Per serving: about -
cal 232
pro 35 g
total fat 6 g
sat. fat 1 g
carb 9 g
fibre 1 g
chol 82 mg
sodium 1 mg
% RDI: -
calcium 3
iron 16
vit A 1
vit C 5
folate 8

Serve with: Rice and wilted spinach. Boneless skinless chicken breasts are lean and quick to prepare. For something different throughout the month, try a variation.

Ingredients

  • 1 tbsp vegetable oil
  • 4 chicken breasts, boneless, skinless, (1-1/4 lb/625 g total)
  • 1 onion, chopped
  • 1 tbsp gingerroot, minced
  • 2 cloves garlic, minced
  • 3 cups sliced mushrooms
  • 1 tsp dried thyme
  • 1/2 tsp salt
  • 1/4 tsp pepper
  • Ginger Oyster Sauce
  • 1/2 cup chicken stock
  • 1/4 cup oyster sauce
  • 1 tbsp soy sauce
  • 2 tsp cornstarch
  • 2 tsp rice vinegar

Preparation

In large skillet or shallow Dutch oven, heat oil over medium-high heat; brown chicken, 10 minutes. Transfer to plate.

Add onion, gingerroot, garlic, mushrooms, thyme, salt and pepper to pan; cook over medium heat until no liquid from mushrooms remains, about 10 minutes.
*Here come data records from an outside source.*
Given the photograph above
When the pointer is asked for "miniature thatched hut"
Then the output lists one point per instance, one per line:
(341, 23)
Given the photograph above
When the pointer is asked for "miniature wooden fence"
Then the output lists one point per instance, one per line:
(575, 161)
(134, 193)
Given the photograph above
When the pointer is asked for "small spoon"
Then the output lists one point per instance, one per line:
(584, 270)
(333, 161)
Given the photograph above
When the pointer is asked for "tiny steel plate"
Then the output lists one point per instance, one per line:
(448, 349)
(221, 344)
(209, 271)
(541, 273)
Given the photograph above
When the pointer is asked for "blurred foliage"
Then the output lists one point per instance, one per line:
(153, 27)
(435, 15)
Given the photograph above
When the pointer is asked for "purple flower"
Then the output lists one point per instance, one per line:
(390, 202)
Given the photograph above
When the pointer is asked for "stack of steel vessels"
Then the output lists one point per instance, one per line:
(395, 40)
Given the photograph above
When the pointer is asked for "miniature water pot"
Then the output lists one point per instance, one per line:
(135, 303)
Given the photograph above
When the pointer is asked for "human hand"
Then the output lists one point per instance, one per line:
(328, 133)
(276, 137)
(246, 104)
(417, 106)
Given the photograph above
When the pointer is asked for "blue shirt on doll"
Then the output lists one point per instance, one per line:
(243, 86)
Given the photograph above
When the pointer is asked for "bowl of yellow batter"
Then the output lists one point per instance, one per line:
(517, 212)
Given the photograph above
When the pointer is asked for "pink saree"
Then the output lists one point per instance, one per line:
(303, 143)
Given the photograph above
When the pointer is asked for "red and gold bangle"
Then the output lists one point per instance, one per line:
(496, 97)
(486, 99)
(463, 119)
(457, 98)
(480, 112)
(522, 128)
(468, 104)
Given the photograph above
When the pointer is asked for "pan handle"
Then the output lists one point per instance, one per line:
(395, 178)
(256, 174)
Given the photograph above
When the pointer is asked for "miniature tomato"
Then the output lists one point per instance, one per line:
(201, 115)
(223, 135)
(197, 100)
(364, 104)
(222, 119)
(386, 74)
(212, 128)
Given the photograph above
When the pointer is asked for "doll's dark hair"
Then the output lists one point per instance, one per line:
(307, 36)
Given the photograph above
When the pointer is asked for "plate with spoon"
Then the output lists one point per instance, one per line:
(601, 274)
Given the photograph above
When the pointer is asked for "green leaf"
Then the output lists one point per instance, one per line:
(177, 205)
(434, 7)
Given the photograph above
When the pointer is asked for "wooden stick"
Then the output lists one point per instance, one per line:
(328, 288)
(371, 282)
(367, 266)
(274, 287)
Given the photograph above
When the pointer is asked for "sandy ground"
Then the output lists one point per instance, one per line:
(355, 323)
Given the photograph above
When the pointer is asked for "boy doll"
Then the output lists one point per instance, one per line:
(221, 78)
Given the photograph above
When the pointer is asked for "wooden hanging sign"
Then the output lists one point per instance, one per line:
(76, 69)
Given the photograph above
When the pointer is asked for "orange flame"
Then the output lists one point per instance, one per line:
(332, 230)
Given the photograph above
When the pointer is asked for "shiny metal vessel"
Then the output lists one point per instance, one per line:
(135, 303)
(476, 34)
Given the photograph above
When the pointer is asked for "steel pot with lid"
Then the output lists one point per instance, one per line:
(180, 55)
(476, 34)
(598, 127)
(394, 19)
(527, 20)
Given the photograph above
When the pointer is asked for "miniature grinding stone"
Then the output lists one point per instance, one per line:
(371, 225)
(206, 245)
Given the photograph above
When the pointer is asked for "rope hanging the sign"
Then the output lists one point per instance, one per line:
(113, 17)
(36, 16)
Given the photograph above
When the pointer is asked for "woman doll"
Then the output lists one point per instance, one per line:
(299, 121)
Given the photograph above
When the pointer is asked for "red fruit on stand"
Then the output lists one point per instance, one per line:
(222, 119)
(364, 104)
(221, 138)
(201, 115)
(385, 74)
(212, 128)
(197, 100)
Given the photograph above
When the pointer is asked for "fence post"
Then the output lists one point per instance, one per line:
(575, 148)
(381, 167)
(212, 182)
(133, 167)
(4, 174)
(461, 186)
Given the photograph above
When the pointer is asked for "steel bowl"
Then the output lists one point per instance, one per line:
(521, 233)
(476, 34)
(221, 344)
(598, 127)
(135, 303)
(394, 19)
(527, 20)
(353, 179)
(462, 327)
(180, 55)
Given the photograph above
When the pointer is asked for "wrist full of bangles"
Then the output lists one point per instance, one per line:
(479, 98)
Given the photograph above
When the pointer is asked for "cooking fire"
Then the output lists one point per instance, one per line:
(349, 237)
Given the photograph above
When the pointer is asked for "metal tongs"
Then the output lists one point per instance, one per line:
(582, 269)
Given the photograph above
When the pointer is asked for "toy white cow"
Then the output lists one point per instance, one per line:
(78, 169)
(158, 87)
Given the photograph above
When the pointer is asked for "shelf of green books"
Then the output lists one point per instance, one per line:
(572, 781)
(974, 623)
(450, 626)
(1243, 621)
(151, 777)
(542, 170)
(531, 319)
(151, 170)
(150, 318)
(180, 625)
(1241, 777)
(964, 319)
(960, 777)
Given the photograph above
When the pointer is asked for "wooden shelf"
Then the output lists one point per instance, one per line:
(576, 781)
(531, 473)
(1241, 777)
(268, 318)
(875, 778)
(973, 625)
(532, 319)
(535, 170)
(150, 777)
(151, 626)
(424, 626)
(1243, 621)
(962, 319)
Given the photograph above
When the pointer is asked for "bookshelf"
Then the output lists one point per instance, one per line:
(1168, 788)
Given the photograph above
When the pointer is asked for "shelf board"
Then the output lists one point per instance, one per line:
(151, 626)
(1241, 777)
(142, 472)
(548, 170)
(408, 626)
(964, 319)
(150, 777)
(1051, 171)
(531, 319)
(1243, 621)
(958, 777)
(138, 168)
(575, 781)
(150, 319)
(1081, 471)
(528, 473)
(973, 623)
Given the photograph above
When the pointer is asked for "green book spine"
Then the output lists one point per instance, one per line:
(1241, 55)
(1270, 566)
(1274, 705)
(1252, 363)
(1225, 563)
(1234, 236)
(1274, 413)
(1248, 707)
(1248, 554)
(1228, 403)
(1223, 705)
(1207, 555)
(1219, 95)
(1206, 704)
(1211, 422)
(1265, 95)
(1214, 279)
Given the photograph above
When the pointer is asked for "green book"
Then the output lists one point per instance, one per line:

Ginger Oyster Sauce: After mushroom mixture is cooked, add stock, oyster sauce, soy sauce, cornstarch and vinegar; bring to boil. Reduce heat.

Return chicken to pan, turning to coat; simmer for 10 minutes or until chicken is no longer pink inside. Sprinkle with parsley.